The first book made me a big fan of the world that Francis created for the series and characters who populate that world. I enjoyed revisiting them in this one. I like Dakota Frost quite a lot, she's smart but fallible and for all that she's great at what she does, she's not some all-powerful megawitch. There are consequences to her actions, limits to her power, and both the consequences and the limits can and often do exact a high price from her and her friends and loved ones. It's one of the most appealing aspects of the series for me...even if it doesn't always make for fun times around Little Five Points.
I'm loathe to seem gender-biased here, but there's a different feel - a slightly different tone - to urban fantasy featuring a female protagonist as written by a male author. I enjoy those nuanced differences on occasion. Of course, as there's only one other ongoing urban fantasy series I read that has the same male author/female protag situation, 'on occasion' is the most I could get anyway. Still, the differences are even more delineated with a female protagonist, and it seems to add more weight to the inherent differences in style across authors' gender lines. I enjoy it.

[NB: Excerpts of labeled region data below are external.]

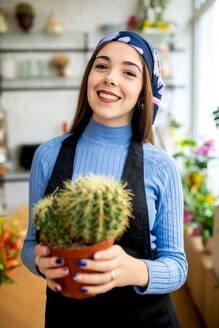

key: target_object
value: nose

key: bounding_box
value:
[104,74,117,86]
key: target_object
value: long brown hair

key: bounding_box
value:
[69,43,154,144]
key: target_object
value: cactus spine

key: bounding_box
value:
[34,175,133,248]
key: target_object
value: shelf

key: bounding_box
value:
[1,77,81,92]
[0,31,87,52]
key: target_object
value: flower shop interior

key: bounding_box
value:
[0,0,219,328]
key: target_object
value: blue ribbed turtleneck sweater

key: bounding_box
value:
[21,119,187,294]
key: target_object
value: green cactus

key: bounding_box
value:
[15,2,35,16]
[33,175,133,248]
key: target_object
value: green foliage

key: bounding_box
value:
[174,139,216,245]
[33,175,133,248]
[15,2,35,15]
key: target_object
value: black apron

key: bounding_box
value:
[37,134,180,328]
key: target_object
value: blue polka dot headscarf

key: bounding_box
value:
[96,31,165,122]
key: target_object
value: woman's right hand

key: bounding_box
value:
[34,244,69,292]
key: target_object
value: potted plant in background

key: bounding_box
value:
[33,175,132,298]
[174,140,217,252]
[15,2,35,32]
[0,217,21,286]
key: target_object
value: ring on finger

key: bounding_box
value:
[35,255,39,266]
[110,271,116,280]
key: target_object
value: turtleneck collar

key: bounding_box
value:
[83,118,132,145]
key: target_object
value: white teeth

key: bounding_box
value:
[100,92,119,100]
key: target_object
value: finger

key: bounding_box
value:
[34,244,49,256]
[47,279,62,292]
[73,272,112,285]
[78,257,118,272]
[81,280,115,295]
[93,245,120,260]
[35,255,65,270]
[43,267,69,279]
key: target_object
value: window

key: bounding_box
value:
[194,1,219,193]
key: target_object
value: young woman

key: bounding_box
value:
[22,31,187,328]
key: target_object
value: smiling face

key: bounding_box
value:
[87,41,143,127]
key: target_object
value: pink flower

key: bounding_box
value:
[192,226,203,236]
[184,211,193,223]
[195,140,214,156]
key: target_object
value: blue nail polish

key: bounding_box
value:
[81,288,88,293]
[56,258,64,264]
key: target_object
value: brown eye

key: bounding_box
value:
[95,64,107,69]
[125,71,136,77]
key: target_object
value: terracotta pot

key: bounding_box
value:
[16,14,34,31]
[49,238,114,299]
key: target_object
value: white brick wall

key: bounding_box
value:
[1,0,191,154]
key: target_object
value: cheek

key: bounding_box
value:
[127,83,142,102]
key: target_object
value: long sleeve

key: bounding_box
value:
[134,151,187,294]
[21,122,187,294]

I can't say, though, that I enjoyed the whole of this book as much as its predecessor. I struggled with the story on a few different levels. The threat of the killer graffiti didn't really work for me for some reason. I couldn't relate to it and it seemed a less tangible threat than the one we see in the first book. And there were points in Dakota's investigation into the source of the graffiti and the core of its magic that I felt my mind wandering. Graffiti - however magically devilish - just seemed like a bunch of urban scrawl to me. The big reveal at the end about the perpetrator/s came out of nowhere and the conflict resolution that engendered seemed a little anti-climactic.

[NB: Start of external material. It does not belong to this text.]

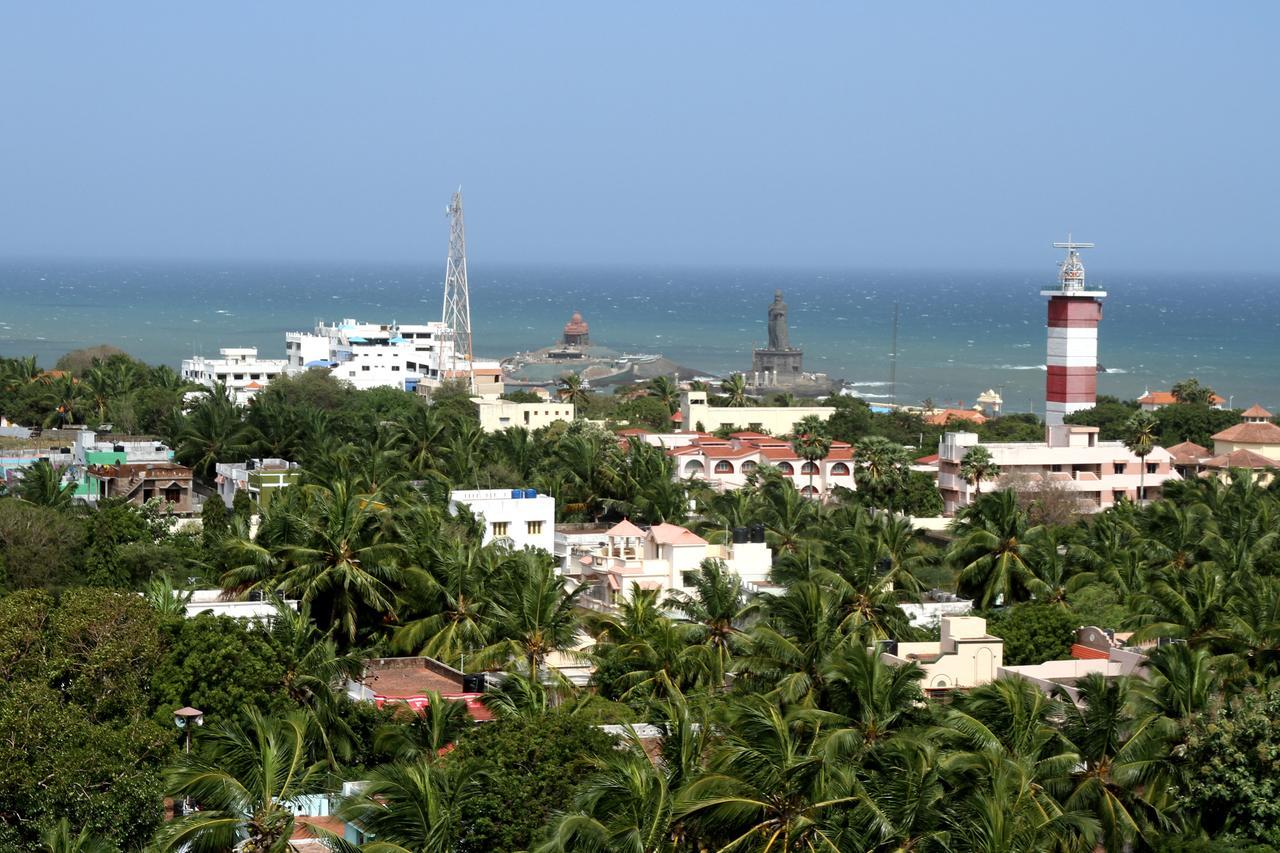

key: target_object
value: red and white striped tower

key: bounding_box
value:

Oddly enough, one of my other issues is that nothing at all went right for Dakota in this book. That certainly can make for a rich and complex multi-layered plot, but in this book I actually got to a point where it felt like I couldn't turn a page without some other, possibly unrelated badness going splat all over her life. I found myself feeling a little depressed by it all on her behalf.
From what I've seen so far between the two books, Francis tends to pack his plots with a lot of action. That's not necessarily a bad thing, but in this case there's never really much room for a reader to catch a breath and very rarely any time to fully develop a scene's intended emotional impact before the narrative races along to the next calamity. That cheated the story out of the sort of expression of emotional response and consequence that would have served a couple of very significant plot points very well.. A tighter grip on the plot and a few less plot threads may have allowed for the remaining points to reach a more satisfying stage of development and resolution that was lacking.
I do truly enjoy the world and characters that Francis has created in this series, and there just can't be enough emphasis placed on how nice it is to get that slightly different flavor of writing from a male author. For me though, this book wasn't as entertaining as the first. Still action-packed, though, still conflict-laden, and it still...always...has Dakota Frost, the best magical tattooist in the Southeast. That's definitely enough to keep me looking out for the next book.